Setting up an event with secret expectations and tests only in his own head is a terrible idea that will only backfire.

Send them a text with a birth announcement, minimise the drama and the Hollyoaks style baby reveal and leave it to them to respond

cordeliachaseatemyhandbag · 27/03/2024 10:53

He sounds immature with all the game playing.

Put out a general post with no picture when the baby's born.

If you dont want them to visit don't invite them.

SplitFountainPen · 27/03/2024 10:54

Your latest update sounds like a good plan, but especially if you're breastfeeding it would need to be around 3 months or older in our experience.
Anything more than about an hour car journey is horribly stressful and adding in stopping for half an hour about every 30-45 minutes for long feeds and settling crying it would be a stressful journey.
Another option could be travelling by train though.

MiltonNorthern · 27/03/2024 10:54

firstimemum23 · 27/03/2024 10:45

He’s attempting to give them 1) an option to meet the baby and 2) on his terms in a place far from our house so we can leave quickly.
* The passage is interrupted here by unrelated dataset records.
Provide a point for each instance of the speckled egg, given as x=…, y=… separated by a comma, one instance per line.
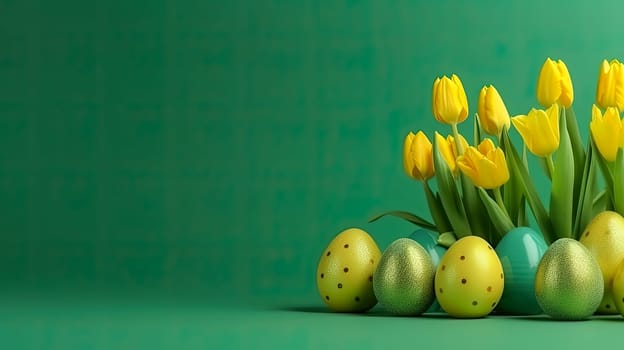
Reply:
x=568, y=282
x=469, y=280
x=604, y=237
x=618, y=287
x=403, y=280
x=344, y=276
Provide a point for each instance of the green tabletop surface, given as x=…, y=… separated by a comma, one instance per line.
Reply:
x=172, y=170
x=138, y=322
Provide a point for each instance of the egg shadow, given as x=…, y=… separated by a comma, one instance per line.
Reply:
x=307, y=309
x=546, y=318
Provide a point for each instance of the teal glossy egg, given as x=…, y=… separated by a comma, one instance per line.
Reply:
x=520, y=252
x=429, y=240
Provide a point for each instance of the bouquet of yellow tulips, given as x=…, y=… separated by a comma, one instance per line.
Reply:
x=483, y=187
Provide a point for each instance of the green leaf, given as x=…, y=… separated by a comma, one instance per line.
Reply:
x=544, y=166
x=474, y=208
x=477, y=130
x=513, y=197
x=584, y=209
x=604, y=167
x=414, y=219
x=562, y=193
x=500, y=220
x=518, y=169
x=601, y=202
x=607, y=174
x=578, y=153
x=618, y=186
x=449, y=195
x=437, y=211
x=447, y=239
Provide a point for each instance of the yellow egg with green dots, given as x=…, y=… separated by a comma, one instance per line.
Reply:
x=604, y=237
x=469, y=279
x=344, y=276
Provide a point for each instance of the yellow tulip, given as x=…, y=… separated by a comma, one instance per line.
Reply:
x=450, y=104
x=448, y=148
x=610, y=90
x=607, y=131
x=485, y=165
x=539, y=130
x=493, y=115
x=554, y=84
x=418, y=156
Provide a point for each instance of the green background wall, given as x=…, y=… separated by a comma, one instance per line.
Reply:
x=214, y=148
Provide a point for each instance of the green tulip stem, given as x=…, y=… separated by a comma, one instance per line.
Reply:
x=499, y=200
x=460, y=147
x=551, y=165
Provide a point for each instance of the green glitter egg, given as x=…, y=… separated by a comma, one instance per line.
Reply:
x=568, y=283
x=403, y=280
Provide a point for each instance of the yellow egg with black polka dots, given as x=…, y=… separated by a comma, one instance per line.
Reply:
x=618, y=287
x=469, y=279
x=344, y=276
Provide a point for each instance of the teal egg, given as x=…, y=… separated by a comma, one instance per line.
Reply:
x=520, y=252
x=429, y=240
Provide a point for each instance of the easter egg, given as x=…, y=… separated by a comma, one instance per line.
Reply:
x=520, y=252
x=429, y=240
x=344, y=276
x=618, y=287
x=568, y=282
x=604, y=237
x=403, y=280
x=469, y=279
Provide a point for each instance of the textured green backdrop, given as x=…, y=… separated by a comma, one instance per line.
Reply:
x=215, y=148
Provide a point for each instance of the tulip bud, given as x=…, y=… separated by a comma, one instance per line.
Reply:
x=484, y=165
x=607, y=132
x=493, y=115
x=610, y=90
x=418, y=156
x=450, y=105
x=448, y=148
x=554, y=84
x=539, y=130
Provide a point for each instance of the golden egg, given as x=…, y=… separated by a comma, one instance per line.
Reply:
x=604, y=237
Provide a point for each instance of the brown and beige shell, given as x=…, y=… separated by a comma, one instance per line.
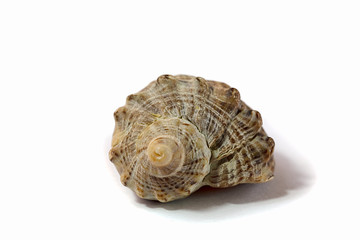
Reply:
x=183, y=132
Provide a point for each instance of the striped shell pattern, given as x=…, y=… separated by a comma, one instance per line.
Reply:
x=183, y=132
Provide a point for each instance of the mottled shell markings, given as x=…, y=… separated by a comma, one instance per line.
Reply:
x=183, y=132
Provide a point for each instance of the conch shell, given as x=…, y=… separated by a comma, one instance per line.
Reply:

He would invite them to a lunch basically, but he wants to know if they’d show up without knowing the reason. I don’t doubt they’d come if it was to meet the baby but he wants them to show they care enough without the baby to come, if that makes sense. If they didn’t come then he would say he tried and not let them know about baby.

This is mad, and shows he's still deep in the family nonsense and needs more therapy!
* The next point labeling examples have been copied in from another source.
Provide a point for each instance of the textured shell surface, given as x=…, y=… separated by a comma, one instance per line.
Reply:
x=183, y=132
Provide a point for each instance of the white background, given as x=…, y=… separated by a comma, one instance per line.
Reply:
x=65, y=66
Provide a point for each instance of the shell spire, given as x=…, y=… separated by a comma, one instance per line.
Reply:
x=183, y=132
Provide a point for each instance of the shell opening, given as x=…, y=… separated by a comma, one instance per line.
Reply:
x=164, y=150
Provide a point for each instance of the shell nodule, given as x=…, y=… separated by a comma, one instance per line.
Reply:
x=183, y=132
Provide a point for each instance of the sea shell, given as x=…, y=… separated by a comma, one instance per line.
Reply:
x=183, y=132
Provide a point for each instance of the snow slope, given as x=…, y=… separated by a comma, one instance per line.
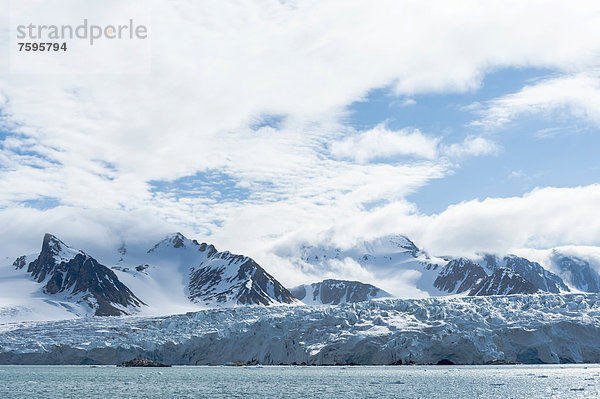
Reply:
x=394, y=262
x=176, y=275
x=333, y=292
x=541, y=328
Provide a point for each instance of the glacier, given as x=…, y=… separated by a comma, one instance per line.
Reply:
x=539, y=328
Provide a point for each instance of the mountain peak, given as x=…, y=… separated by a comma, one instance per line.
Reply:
x=175, y=240
x=53, y=247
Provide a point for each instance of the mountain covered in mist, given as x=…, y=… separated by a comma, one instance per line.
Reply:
x=178, y=275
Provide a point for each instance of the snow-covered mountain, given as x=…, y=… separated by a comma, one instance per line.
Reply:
x=540, y=328
x=497, y=276
x=577, y=271
x=503, y=281
x=388, y=259
x=397, y=258
x=533, y=272
x=78, y=282
x=333, y=292
x=173, y=276
x=199, y=274
x=459, y=275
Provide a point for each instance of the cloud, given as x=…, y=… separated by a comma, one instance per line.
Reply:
x=380, y=142
x=97, y=144
x=472, y=146
x=575, y=95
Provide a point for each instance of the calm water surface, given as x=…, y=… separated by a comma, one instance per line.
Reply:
x=547, y=381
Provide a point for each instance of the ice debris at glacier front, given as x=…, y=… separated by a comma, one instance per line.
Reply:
x=541, y=328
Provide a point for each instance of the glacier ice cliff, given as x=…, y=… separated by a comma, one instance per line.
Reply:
x=540, y=328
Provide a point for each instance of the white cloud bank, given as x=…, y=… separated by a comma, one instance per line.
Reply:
x=95, y=143
x=573, y=95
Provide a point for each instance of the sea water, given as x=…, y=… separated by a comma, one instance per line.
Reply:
x=505, y=381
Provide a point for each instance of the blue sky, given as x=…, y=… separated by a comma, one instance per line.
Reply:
x=536, y=150
x=471, y=128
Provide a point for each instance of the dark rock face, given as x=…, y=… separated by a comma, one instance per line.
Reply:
x=72, y=272
x=533, y=272
x=459, y=275
x=20, y=262
x=333, y=292
x=226, y=277
x=503, y=281
x=578, y=272
x=139, y=362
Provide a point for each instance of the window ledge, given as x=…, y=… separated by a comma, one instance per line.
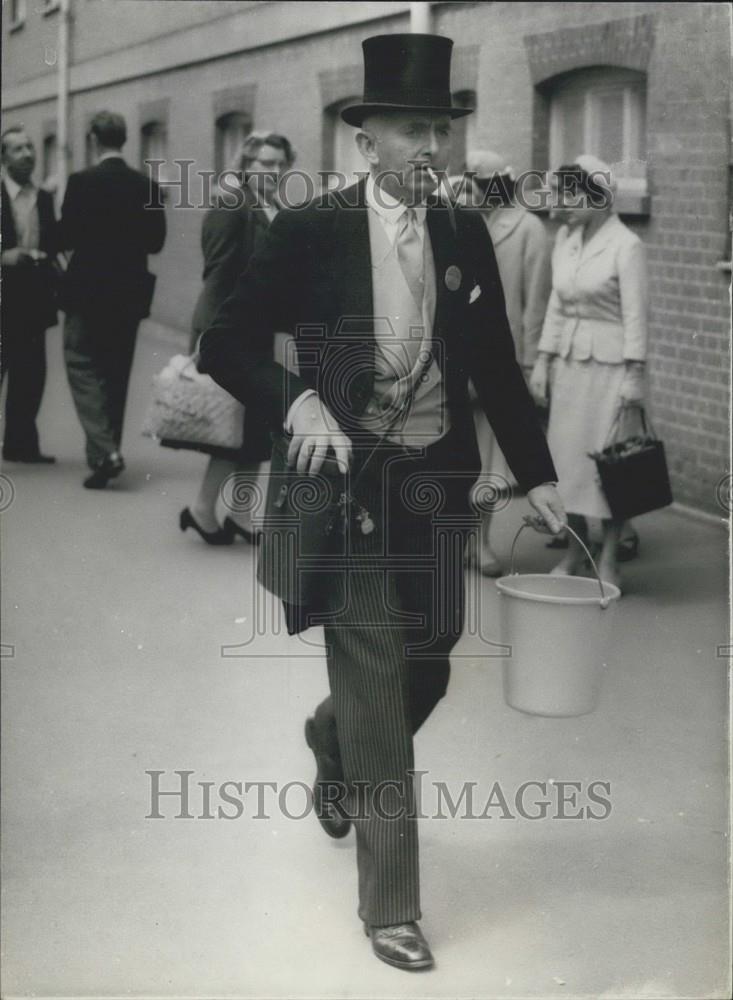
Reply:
x=633, y=205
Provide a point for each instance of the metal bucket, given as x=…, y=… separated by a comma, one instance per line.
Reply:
x=559, y=631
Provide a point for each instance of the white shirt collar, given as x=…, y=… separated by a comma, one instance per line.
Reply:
x=14, y=189
x=389, y=209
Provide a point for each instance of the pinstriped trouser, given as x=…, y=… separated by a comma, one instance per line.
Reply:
x=382, y=687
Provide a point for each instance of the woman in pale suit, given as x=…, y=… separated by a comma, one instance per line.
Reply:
x=523, y=258
x=595, y=336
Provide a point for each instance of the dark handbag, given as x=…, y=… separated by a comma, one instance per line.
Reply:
x=633, y=470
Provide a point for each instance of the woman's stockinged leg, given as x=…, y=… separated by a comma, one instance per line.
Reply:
x=572, y=561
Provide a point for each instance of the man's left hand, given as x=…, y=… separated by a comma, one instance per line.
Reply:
x=547, y=502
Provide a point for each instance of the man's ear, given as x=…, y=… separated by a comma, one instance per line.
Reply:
x=367, y=146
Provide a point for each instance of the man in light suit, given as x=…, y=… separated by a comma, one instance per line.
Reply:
x=28, y=294
x=390, y=305
x=112, y=218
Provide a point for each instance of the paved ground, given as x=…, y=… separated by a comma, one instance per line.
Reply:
x=117, y=623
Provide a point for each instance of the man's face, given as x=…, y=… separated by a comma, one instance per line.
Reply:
x=19, y=157
x=408, y=143
x=265, y=171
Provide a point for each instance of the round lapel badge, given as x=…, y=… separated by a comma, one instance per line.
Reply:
x=453, y=278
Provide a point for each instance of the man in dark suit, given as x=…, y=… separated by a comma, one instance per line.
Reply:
x=394, y=301
x=112, y=218
x=28, y=294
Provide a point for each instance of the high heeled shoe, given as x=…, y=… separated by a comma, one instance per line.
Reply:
x=253, y=537
x=222, y=536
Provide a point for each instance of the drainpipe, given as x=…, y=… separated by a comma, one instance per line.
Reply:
x=420, y=18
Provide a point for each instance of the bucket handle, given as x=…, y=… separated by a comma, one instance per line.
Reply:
x=529, y=523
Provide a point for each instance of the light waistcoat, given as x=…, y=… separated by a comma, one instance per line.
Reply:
x=403, y=336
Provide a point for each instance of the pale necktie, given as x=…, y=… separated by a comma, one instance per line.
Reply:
x=410, y=254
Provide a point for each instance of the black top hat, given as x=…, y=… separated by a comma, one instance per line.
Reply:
x=405, y=73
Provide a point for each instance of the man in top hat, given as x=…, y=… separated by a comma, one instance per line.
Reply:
x=390, y=297
x=523, y=258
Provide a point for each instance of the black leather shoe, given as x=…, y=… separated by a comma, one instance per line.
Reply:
x=33, y=458
x=328, y=771
x=222, y=536
x=401, y=945
x=108, y=468
x=253, y=537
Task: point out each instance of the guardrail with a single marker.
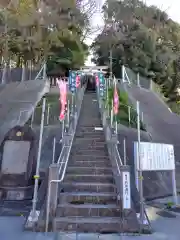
(111, 135)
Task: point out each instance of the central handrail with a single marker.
(60, 163)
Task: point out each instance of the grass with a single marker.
(127, 115)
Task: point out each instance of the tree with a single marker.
(142, 38)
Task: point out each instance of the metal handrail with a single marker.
(62, 177)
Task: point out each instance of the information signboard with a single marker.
(101, 84)
(154, 156)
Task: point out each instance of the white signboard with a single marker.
(126, 190)
(154, 156)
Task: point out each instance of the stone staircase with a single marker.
(88, 198)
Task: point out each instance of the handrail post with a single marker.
(53, 175)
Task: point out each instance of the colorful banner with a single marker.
(101, 84)
(116, 101)
(63, 98)
(72, 81)
(78, 81)
(97, 80)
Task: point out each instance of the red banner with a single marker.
(78, 81)
(116, 100)
(63, 97)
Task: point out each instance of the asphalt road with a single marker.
(18, 97)
(163, 127)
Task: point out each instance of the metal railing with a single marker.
(64, 156)
(110, 133)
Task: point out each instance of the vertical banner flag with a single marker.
(63, 98)
(116, 100)
(97, 80)
(101, 84)
(72, 81)
(78, 80)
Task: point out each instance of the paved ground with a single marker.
(19, 97)
(163, 126)
(164, 229)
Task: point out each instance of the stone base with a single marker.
(32, 221)
(16, 193)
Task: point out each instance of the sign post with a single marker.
(157, 157)
(126, 187)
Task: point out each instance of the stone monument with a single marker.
(18, 163)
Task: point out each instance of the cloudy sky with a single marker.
(172, 8)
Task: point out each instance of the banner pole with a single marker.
(140, 166)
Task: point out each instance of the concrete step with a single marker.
(87, 140)
(88, 210)
(89, 145)
(92, 152)
(89, 170)
(74, 156)
(93, 224)
(89, 178)
(88, 187)
(94, 163)
(89, 134)
(89, 197)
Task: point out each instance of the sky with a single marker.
(172, 8)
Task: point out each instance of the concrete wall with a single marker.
(15, 74)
NamingConundrum · 27/03/2024 10:59

firstimemum23 · 27/03/2024 10:45

He’s attempting to give them 1) an option to meet the baby and 2) on his terms in a place far from our house so we can leave quickly.
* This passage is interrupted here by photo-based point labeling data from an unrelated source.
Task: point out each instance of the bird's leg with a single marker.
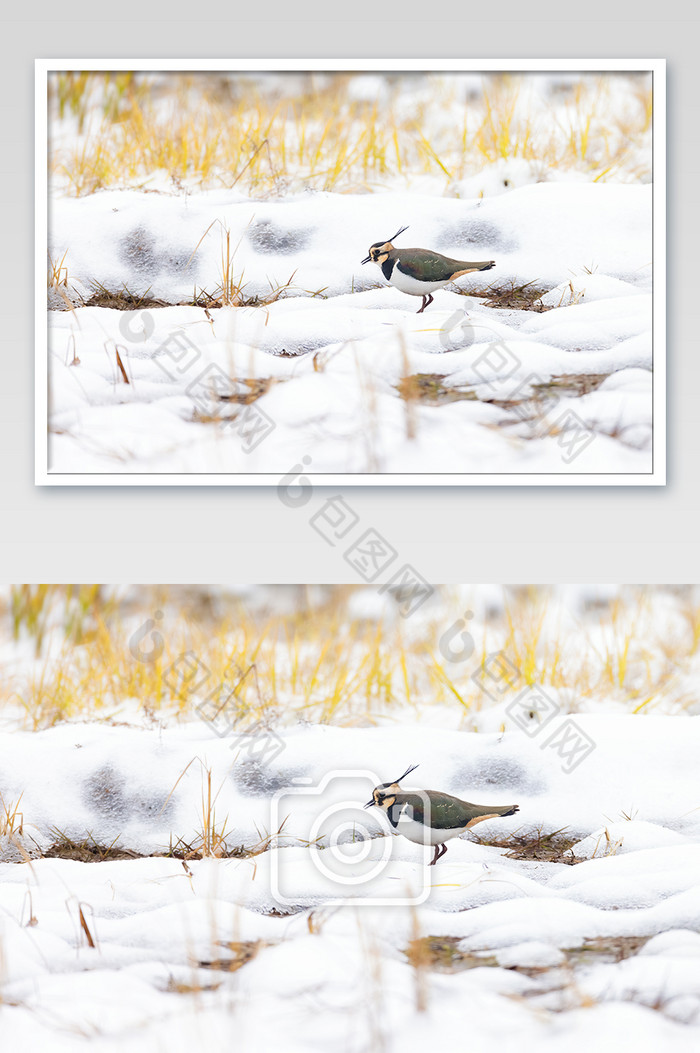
(439, 851)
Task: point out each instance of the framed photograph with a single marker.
(361, 272)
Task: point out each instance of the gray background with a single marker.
(480, 534)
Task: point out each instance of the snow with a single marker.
(333, 956)
(333, 352)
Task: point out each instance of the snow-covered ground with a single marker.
(326, 371)
(587, 951)
(316, 359)
(310, 922)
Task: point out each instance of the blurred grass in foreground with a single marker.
(100, 652)
(271, 134)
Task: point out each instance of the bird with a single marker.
(446, 816)
(419, 272)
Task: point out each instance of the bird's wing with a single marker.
(431, 266)
(423, 265)
(445, 812)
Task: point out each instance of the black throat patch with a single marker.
(387, 267)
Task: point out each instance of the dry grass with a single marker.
(317, 131)
(171, 652)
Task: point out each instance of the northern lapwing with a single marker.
(427, 817)
(419, 272)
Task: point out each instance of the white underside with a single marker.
(424, 835)
(412, 285)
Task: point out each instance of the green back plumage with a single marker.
(447, 812)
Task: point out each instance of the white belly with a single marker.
(424, 835)
(407, 284)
He would invite them to a lunch basically, but he wants to know if they’d show up without knowing the reason. I don’t doubt they’d come if it was to meet the baby but he wants them to show they care enough without the baby to come, if that makes sense. If they didn’t come then he would say he tried and not let them know about baby.

It'll backfire. They won't turn up, he'll feel worse. You need to ask him why he's so into them meeting his innocent child when they treat him badly. Ask him if he wants baby to feel the same when they see difference in how they're treated compared to cousins, just like he did compared to his sister. Because he sees how good they are with SILs kids? They were better parents to his sister than him. They're capable of being better parents and grandparents, they just chose not to be for him and won't be for his children. Encourage him to protect his child.

Aquamarine1029 · 27/03/2024 11:04

You need to just put your foot down, tell him this batshit plan is simply not going to happen, and you and the baby will not take part in it. The baby shouldn't travel that far in the very first place.

JoleneTookHerMan · 27/03/2024 11:18

If you don't want to tell them about the pregnancy, why bother telling them about the baby arriving?

It will just create further problems in what should be a happy time, especially if you still plan on being no/low contact.